The Need Of The SaviorRelated Media
The thought of need occurs frequently in our lives—perhaps all too frequently in some cases. It is not surprising, then, that it appears quite often (in several forms) in the Bible. It is found frequently in the Psalms. Thus a psalmist is cited as complaining that he is “poor and needy; may the Lord think of me. You are my help and my deliverer” (Ps. 40:17).1 Another psalmist says, “I am poor and needy; come quickly to me, O God” (Ps. 70:5; cf. Ps. 86:1). A psalmist in desperate need asks the Lord, “How long, O LORD? Will you be angry forever? (Ps. 79:5a) He then goes on to implore the Lord: “Help us, O God, our Savior, for the glory of your name; Deliver us and forgive our sins for your name sake” (Ps. 79:9). Still another suffering psalmist pleads with God:
Rescue me from my enemies, O LORD,
for I hide myself in you.
Teach me to do your will,
for you are my God;
May your good Spirit
lead me on level ground (Ps. 143:9-10).
As Futato remarks, “The psalmist wants deliverance in real time and space.”2 Perhaps more fully, Alexander points out that not only is this “a prayer for external safety” but the psalmist asks that he may experience “spiritual guidance without which such is unattainable”.3
Fortunately, those of us who are in need have access to the great Lord who answers those needy individuals who cry out to him. The needy are not forgotten (cf. Ps. 9:18). For,
He will deliver the needy who cry out,
the afflicted who have no one to help.
He will take pity on the weak and needy
and save the needy from death. (Ps. 72:12-13; cf. Ps. 107:41-43).
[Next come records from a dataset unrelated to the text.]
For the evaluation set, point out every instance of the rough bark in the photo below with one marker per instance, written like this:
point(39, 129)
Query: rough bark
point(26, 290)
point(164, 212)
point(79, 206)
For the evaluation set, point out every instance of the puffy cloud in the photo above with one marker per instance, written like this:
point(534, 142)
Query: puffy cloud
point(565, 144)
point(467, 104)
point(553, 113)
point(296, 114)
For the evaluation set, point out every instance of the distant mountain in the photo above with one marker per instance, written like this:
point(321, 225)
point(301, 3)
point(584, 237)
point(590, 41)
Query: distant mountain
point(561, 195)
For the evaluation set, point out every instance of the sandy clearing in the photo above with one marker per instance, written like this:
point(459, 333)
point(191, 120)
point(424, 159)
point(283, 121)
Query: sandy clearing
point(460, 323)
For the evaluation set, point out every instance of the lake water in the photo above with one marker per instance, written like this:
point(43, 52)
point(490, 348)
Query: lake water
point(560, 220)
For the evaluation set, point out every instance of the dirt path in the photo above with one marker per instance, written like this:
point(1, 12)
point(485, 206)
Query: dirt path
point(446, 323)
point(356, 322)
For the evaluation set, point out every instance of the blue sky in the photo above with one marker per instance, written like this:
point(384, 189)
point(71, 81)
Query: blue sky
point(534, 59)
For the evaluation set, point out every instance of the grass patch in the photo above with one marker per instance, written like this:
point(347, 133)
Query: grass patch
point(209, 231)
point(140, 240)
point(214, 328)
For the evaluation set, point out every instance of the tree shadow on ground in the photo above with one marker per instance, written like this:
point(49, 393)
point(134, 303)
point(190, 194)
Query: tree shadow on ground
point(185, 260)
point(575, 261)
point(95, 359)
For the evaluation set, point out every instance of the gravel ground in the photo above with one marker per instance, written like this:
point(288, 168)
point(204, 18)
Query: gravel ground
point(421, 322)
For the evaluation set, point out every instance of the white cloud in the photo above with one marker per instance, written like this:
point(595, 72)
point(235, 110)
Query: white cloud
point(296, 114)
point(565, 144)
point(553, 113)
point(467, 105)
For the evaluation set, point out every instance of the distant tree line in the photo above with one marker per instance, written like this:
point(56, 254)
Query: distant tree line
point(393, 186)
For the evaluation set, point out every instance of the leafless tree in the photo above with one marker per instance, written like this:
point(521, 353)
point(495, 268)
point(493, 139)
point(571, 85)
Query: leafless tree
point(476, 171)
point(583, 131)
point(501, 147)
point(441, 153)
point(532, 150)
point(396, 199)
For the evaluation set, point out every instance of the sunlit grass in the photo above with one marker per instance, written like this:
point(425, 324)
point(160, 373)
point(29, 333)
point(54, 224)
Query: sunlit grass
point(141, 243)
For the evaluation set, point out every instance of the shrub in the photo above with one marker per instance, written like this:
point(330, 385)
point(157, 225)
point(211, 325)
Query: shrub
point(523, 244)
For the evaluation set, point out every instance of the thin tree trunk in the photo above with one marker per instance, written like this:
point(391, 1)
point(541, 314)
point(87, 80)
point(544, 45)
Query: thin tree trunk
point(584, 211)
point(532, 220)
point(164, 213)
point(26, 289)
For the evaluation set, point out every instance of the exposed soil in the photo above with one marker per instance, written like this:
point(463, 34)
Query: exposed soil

Indeed, the Lord hears the cry of the needy (Ps. 69:33) and comes to their aid (Ps. 113:7). Thus David remarks, “I know that the LORD secures justice for the poor and upholds the cause of the needy” (Ps. 140:12; cf. Ps. 12:5). In another Psalm the author, who was in desperate need, called on the name of the Lord for help and found that,
The LORD is gracious and righteous;
our God is full of compassion.
The LORD protects the simple-hearted;
when I was in great need, he saved me.
Be at rest once more, O my soul,
for the LORD has been good to you (Ps. 116:5-7).
As Van Gemeren remarks, “the ‘name’ signifies everything a human needs in life and death, as the Lord has promised to be the God of those who call on him (Joel 2:32) and to deliver his children in their distress.”4
Regardless of their difficulty, those in need can find that they will “not always be forgotten, nor the hope of the afflicted ever perish” (Ps. 9:18). If the Lord is so gracious and helpful, believers should likewise do their best to follow his example and be available to help those in need. In the New Testament the apostle Paul points out that some believers are especially gifted to contribute, “to the need of others” (Rom. 12:8). This includes what people communicate to others so as to build “others up according to their needs” (Eph. 4:29). Rather than finding fault with others, believers should make it their habit to be helpful and encourage others, especially their fellow believers.
All the above passages serve as instructions for the committed believer. Therefore believers should not shrink back at laying their troubles before the Lord so as to seek his advice and leading. So it is that in yet another Psalm David pleads with the Lord, “Out of the goodness of your love, deliver me for I am poor and needy, and my heart is wounded within me” (Ps. 109:22). In so doing, he feels that the Lord is his real help in the midst of his troubles (Ps. 109:30-31).
The book of Proverbs declares, “Blessed is he who is kind to the needy” and “Whoever is kind to the needy honors God” (Pr. 14:21, 31). A grand example of these verses is the “wife of noble character” found in Proverbs 31:10, for she is praised as one who “opens her arms to the poor and extends her hands to the needy” (Pr. 31:20). May all of us have a heart of genuine compassion that seeks to help others, especially in their time of great need.
May we, then, not only follow our privileged position as believers, but go to the Lord and lay our troubles before him praying earnestly for the needs of others. As the hymn writer says:
I need Thee ev’ry hour, most gracious Lord;
No tender voice like Thine can peace afford.
I need Thee ev’ry hour, in joy or pain;
Come quickly and abide, or life is vain.5
1 All scriptures references are from the NIV.
2 Mark D. Futato, “The Book of Psalms,” in Cornerstone Biblical Commentary, ed. Philip W., Comfort, (Carol Stream, Il., Tyndale House, 2009), 7, 423.
3 Joseph A. Alexander, Commentary on Psalms, (Grand Rapids: Kregel, 1991), 558.
4 Willem A. Van Gemeren, “Psalms”, in The Expositor’s Bible Commentary, ed. Frank E. Gaebelein, (Grand Rapids: Zondervan, 1991), 5, 726.